Put aside for a moment the analysis about widespread voter anger and look specifically at health care. Americans don't hate big government; they hate big government when it's not bestowing benefits on them. Asked by the Kaiser Family Foundation Tracking Poll whether they thought Congress passing health care reform would make them or their own family better off, worse off or have no effect, the number saying "better off" stayed relatively stable, rising slightly from 38 percent in February, 2009 to 42 percent in November. But the percentage saying "worse off" soared from only 11 percent in February to 31 percent by last summer, declining slightly to 24 percent by November. Most of those who started off saying "no difference" defected to the "worse off" side.

Moreover, when you break down the numbers by party affiliation, the number of Republicans saying "worse off" started at only 22 percent -- a surprisingly bipartisan beginning - before jumping to 61 percent by summer and nudging down to 54 percent by November. Just 11 percent of the critical independents, meanwhile, began by thinking that health care reform would make them worse off, but that percentage more than tripled by summer to 36 percent, before dropping to 29 percent in November.

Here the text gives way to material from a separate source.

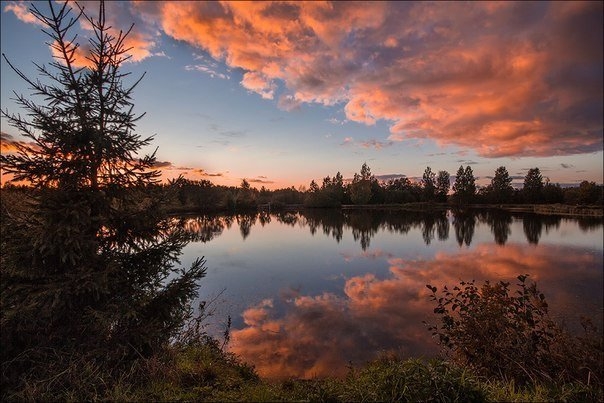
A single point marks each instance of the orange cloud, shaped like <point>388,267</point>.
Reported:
<point>140,44</point>
<point>475,75</point>
<point>319,335</point>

Even Democratic discontent, while modest, still went from a mere 3 percent to 11 percent in summer, before dropping to 7 percent.

Those numbers track my personal experience talking with many friends and neighbors in Chicago about the reform bill. They are confused and scared about warnings on cost, cost and more cost , yet seem ignorant of reform provisions that would actually save them money. So, for example, a well-read lawyer friend ranted about the way the health insurance benefits at his small family firm would be taxed as a "Cadillac plan" because illness by a few members had driven up the premiums. When I pointed out that the ban on pre-existing conditions could actually drive down his premiums so that he wouldn't be paying so much money for a little bit of bad luck, he was completely dumbfounded; the thought had never occurred to him.

The poll results are even more disconcerting when you realize that they come at a time when one-seventh of the nation has no health insurance, many more have inadequate policies and unemployment remains high. In Massachusetts, however, with its universal coverage, even that thin veneer of "Where's mine?" support for Obama's plan disappears. Massachusetts voters are already paying taxes for universal coverage at home. Why subsidize "big government" that's not giving anything to me?

In the movie The Untouchables, federal agent Jim Malone famously explains how you bring down Al Capone and his gang: "They pull a knife, you pull a gun. He sends one of yours to the hospital, you send one of his to the morgue. That's the Chicago way!" The Republican right-wing pulled out the knives, guns and the lead pipe connected to the kitchen sink. The Democrats retaliated with Martha Coakley. Obama and the Democrats can either love their enemies like, say, one-term president Jimmy Carter, or they can practice the Chicago Way.